Yesterday I pedaled out to Somerville (NJ), in part to see
the bike races. I also wanted to just
spend a day away from any obligations I normally have: I could rationalize it to myself because
Millie told me that she wanted to be alone and not to talk to anyone. (Our mutual friend Joanne told me that Millie
told her the same thing.)
But I also wanted to revisit an old ritual: At one point in my life, I was pedaling out
to Somerville every year, whether from Rutgers (half an hour, at most) or
Inwood, Manhattan (about four hours). I
also wanted to see a place that had, and hadn’t changed during those years.
The first time I rode out there—on a non-race day—was
some time in the late 1970’s, when I was a Rutgers student. Then, Somerville had a certain kind of charm: It seemed more like a Southern town than one
in west-central New Jersey. It had—as it
has now—a pretty residential area full of houses with wooden porches framed by
lacy wooden columns of carved vines or flutey stone colonnades. And in the center of town, diagonally across
from the courthouse (The town is the county seat.) is the Hotel Somerset, said
to be the oldest continually-operating hostellerie in the nation. The first time I saw it, I thought no one had
stayed in it or eaten in its restaurant.
It still looks that way today, even though people actually do spend the
night—or longer—there.
But I started to notice something disturbing about the
town.

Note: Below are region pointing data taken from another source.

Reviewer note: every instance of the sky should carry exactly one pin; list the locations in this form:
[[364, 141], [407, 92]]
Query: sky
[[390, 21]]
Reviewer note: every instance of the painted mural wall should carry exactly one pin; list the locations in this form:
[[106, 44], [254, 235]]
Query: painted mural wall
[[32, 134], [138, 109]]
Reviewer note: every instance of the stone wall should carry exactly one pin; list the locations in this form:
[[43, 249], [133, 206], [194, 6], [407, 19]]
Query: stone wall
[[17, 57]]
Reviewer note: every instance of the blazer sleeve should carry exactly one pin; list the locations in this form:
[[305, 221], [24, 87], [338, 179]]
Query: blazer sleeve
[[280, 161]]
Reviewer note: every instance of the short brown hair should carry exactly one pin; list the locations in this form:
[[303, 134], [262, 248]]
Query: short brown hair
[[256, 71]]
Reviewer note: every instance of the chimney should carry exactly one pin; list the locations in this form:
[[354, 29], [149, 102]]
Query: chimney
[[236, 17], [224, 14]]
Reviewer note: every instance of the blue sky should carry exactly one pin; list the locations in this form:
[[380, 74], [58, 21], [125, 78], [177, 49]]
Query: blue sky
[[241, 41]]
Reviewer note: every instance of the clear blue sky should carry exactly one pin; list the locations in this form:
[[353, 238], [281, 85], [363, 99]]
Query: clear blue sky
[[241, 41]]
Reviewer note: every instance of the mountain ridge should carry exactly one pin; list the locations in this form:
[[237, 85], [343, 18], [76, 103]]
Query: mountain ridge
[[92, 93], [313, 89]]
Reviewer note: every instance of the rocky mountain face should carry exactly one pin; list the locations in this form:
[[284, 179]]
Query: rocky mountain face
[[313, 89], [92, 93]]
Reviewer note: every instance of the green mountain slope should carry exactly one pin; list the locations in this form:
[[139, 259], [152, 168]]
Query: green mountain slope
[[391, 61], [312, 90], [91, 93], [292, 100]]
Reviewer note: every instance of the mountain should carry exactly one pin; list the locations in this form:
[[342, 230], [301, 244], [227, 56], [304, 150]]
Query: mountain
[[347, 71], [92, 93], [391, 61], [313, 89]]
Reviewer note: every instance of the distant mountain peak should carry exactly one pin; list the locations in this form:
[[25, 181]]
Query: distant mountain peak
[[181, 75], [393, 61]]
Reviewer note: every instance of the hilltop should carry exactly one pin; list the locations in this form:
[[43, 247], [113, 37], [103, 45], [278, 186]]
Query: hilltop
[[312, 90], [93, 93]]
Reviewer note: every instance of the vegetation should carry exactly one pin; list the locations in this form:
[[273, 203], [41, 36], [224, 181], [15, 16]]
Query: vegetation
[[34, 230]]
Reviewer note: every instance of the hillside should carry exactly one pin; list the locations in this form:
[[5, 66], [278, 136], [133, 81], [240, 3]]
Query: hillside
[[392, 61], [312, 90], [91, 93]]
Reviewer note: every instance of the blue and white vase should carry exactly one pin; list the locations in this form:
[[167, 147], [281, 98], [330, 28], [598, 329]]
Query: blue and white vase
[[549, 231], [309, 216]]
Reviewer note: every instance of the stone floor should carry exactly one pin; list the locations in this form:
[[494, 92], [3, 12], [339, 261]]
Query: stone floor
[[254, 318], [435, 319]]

When I got there, I wondered
whether I’d passed over the Mason-Dixon line somewhere in Middlesex Boro or
Bound Brook. At some point, I noticed
that the pretty historic residential area housed only white residents. I thought even I might have been too dark to
live there. All of the people of
color—very few in number during my first visit, more numerous now—live in a
tightly-bounded area of town south of the hotel, along East Main Street
and --which, interestingly, ends right
by the race’s grandstand.
I wonder whether anyone else who came to see the races
noticed--or knows that Somerville is the town in which Paul Robeson went to high school.